Abbas Tyabji studied in England where he lived for more than a decade and went on to become the chief justice in the former princely estate of Baroda. His life changed when he chaired a fact finding committee of the Congress to look into the 1919 Jallianwala Bagh massacre. His first hand experience of the British atrocities turned him towards Congress and he became an ardent follower of Gandhiji.
He chose to divorced himself from all the comforts when he was in his late 60s - a time when people usually take a backseat. He dumped his 'British lifestyle' and plunged himself whole heartedly into the freedom struggle. One of his daughters, Rehana, too got involved in the affairs of the Congress party and along with her father became quite close to Gandhiji. The several letters between Gandhiji and Tyabji are a testimony to the close relationship they shared.
The father-daughter duo helped Gandhiji improve his Urdu.

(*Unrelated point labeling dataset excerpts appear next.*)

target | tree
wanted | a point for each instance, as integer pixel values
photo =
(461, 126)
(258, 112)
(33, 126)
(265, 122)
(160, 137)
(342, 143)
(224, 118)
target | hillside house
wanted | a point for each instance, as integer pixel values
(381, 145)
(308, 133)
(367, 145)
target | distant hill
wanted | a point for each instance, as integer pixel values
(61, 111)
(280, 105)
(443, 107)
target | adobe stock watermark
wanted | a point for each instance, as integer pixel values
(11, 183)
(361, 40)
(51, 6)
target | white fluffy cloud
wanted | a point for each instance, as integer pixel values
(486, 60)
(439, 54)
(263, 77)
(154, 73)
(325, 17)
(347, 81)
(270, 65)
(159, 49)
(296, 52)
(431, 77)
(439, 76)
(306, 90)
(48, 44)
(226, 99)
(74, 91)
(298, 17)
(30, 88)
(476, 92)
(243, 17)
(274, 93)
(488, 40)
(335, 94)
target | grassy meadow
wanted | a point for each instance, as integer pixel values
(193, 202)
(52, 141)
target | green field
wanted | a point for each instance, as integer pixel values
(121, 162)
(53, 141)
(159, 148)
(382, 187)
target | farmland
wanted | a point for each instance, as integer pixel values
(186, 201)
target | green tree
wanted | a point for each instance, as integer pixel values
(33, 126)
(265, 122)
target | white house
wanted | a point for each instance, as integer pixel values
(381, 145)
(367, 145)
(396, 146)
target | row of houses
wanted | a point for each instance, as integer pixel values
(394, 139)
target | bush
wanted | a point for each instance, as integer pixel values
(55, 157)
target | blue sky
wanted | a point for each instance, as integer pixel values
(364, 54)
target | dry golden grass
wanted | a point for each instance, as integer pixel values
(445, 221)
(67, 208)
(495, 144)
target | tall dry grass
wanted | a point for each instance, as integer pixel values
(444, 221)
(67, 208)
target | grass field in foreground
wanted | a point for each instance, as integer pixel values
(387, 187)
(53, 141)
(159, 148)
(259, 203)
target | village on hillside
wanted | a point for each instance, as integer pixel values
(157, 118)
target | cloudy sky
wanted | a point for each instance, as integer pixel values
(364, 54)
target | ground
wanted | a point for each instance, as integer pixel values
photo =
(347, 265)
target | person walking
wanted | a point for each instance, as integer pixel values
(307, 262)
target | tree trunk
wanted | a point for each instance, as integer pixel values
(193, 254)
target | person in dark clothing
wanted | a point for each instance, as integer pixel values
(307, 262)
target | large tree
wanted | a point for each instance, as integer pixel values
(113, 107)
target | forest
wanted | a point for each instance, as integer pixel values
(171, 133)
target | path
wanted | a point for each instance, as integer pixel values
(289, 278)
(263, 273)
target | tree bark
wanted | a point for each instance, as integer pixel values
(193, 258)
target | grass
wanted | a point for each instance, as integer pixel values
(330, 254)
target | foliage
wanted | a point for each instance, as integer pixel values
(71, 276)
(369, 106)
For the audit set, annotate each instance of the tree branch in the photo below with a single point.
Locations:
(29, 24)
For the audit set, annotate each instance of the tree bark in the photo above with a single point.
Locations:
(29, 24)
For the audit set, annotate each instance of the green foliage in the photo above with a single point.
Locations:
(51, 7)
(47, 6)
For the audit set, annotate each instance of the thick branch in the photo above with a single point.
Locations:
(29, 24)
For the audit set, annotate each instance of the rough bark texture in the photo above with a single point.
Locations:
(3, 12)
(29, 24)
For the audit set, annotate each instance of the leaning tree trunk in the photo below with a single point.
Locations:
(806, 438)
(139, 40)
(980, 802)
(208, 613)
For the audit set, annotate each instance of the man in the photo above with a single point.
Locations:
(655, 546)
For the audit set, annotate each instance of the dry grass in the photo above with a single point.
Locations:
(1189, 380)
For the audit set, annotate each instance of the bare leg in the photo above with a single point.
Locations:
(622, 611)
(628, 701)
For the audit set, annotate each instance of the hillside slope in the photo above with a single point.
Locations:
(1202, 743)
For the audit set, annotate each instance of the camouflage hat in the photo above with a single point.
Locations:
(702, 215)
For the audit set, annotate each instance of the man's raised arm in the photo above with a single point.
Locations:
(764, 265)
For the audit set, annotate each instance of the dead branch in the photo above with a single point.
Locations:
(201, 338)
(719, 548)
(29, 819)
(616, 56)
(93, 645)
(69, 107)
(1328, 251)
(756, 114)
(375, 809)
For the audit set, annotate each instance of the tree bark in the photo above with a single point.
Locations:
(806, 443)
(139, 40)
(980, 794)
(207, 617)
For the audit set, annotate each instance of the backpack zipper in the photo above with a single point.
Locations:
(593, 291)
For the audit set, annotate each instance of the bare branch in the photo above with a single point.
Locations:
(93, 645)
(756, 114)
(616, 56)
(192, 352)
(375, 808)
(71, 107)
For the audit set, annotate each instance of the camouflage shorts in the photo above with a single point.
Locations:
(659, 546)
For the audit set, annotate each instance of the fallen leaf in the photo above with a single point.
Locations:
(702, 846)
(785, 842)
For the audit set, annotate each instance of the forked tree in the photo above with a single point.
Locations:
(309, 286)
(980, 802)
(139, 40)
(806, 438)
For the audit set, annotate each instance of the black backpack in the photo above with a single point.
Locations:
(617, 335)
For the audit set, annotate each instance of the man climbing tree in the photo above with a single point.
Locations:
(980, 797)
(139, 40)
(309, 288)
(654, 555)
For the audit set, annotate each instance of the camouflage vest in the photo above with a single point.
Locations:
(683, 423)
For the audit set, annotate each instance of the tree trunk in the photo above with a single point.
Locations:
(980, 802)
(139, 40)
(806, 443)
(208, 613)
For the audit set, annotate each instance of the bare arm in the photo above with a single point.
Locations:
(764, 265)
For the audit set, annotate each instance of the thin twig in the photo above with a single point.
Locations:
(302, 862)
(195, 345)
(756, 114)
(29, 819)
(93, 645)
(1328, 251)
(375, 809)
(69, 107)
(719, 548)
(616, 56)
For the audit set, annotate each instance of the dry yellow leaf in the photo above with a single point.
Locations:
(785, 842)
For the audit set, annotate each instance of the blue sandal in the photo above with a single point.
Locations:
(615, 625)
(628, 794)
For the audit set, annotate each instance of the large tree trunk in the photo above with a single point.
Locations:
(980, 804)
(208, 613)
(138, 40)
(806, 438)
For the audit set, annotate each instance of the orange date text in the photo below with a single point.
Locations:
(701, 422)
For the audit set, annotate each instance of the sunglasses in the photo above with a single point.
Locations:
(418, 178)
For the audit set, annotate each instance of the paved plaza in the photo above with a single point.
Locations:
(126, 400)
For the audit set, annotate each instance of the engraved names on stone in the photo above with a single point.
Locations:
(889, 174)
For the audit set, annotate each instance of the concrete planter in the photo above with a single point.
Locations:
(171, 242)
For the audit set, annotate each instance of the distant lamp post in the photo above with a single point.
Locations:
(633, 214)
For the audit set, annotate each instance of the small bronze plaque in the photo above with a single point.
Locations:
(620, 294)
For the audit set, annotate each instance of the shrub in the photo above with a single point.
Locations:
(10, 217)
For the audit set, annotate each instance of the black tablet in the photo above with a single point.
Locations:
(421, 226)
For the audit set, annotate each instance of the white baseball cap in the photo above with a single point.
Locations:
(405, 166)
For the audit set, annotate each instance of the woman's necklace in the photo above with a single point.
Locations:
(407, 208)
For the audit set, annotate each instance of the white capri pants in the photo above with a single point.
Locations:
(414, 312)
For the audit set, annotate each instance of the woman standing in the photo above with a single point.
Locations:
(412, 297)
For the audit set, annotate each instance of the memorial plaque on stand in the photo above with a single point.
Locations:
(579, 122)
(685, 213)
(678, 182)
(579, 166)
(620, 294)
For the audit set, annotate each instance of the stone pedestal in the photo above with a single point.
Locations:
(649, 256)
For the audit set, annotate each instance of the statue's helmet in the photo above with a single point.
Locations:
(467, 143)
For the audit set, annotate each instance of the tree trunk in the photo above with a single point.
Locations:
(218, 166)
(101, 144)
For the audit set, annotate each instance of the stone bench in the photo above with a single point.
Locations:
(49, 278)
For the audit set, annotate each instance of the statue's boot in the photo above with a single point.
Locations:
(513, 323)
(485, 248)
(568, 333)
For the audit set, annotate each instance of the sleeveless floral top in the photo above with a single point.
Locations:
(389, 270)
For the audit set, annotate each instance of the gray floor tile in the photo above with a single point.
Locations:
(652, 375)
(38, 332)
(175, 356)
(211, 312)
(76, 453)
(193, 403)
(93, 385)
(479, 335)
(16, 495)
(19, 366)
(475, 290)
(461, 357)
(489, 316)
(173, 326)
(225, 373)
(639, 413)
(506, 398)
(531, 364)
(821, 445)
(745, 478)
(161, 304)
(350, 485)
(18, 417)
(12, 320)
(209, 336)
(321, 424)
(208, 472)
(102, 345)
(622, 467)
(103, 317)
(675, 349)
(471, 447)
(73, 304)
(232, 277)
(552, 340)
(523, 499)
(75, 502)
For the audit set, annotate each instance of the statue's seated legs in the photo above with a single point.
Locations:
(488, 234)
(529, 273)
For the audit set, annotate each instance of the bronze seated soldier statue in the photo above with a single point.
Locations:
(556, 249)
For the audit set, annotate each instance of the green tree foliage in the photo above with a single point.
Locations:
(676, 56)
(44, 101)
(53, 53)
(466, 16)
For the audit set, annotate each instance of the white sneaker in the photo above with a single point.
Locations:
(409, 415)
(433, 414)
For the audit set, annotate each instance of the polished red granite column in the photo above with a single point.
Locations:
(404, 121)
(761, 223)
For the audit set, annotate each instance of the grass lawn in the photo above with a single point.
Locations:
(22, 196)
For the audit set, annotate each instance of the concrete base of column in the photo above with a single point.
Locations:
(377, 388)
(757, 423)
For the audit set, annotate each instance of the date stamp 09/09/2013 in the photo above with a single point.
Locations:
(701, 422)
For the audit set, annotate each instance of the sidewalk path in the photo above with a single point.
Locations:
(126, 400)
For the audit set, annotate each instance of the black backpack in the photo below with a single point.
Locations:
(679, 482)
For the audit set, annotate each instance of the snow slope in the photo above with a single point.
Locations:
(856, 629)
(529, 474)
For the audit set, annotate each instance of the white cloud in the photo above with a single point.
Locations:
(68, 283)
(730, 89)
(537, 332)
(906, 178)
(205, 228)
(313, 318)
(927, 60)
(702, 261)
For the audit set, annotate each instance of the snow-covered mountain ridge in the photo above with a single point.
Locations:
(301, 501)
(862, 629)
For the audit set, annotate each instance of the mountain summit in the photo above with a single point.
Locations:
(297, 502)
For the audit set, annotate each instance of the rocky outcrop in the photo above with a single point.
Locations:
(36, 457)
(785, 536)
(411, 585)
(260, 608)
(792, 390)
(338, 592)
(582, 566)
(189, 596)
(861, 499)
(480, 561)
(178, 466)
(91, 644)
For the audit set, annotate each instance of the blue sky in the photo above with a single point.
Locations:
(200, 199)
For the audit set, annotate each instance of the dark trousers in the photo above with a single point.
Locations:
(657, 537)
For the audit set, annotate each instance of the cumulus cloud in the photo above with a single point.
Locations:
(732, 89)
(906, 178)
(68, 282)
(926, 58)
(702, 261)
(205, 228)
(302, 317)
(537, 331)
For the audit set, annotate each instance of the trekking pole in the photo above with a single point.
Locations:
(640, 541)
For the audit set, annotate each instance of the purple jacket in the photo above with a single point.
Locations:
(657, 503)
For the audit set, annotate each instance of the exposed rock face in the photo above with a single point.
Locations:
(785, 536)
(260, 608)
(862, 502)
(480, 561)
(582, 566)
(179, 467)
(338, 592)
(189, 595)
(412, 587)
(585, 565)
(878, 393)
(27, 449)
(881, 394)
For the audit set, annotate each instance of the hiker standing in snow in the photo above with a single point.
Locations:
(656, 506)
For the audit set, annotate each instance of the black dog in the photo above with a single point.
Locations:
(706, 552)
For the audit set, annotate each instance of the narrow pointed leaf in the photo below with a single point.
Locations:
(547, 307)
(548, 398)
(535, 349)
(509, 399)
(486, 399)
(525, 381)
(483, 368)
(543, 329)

Rehana, became a disciple of Gandhiji and also learnt Hindi very well. Gandhiji used to write letters in Urdu to Ulemas and poets. He also had an Urdu edition for his newspaper - Harijan.
The Tyabjis were known for their work in the educational field. Badruddin Tyabji along with Mohammed Ali Roghay established the Anjuman-I-Islam in Bombay and the entire Tyabji clan believed in empowering womenfolk through education. Renowned ornithologist Salim Ali and eminent historian Irfan Habib belong to the Tyabji family.
Abdullah Yusuf Ali in his book 'Life and Labour of the People of India' (published in 1907) describes the women members of the Tyabji clan: "One of them on a visit to London won a coveted prize at a fancy dress ball at Covent Garden. Several of them can give a good account of themselves with pen or brush. Music, too, has been cultivated - not only on the hackneyed piano, but on the Bin, an ancient musical instrument of India, the classical Vina of the Apsaras. In conversation, artistic talents, and social gifts, they would hold their own in the most cultivated society of Europe and America."
(Sharifa Begum, daughter of Abbas Tyabji. Pic taken from Abdullah Yusuf Ali's book 'Life and Labour of the People of India')
The decision to have a portrait of Abbas Tyabji in Gujarat Vidhan Sabha is laudable and will help more people know the sacrifice and contribution of the Tyabjis.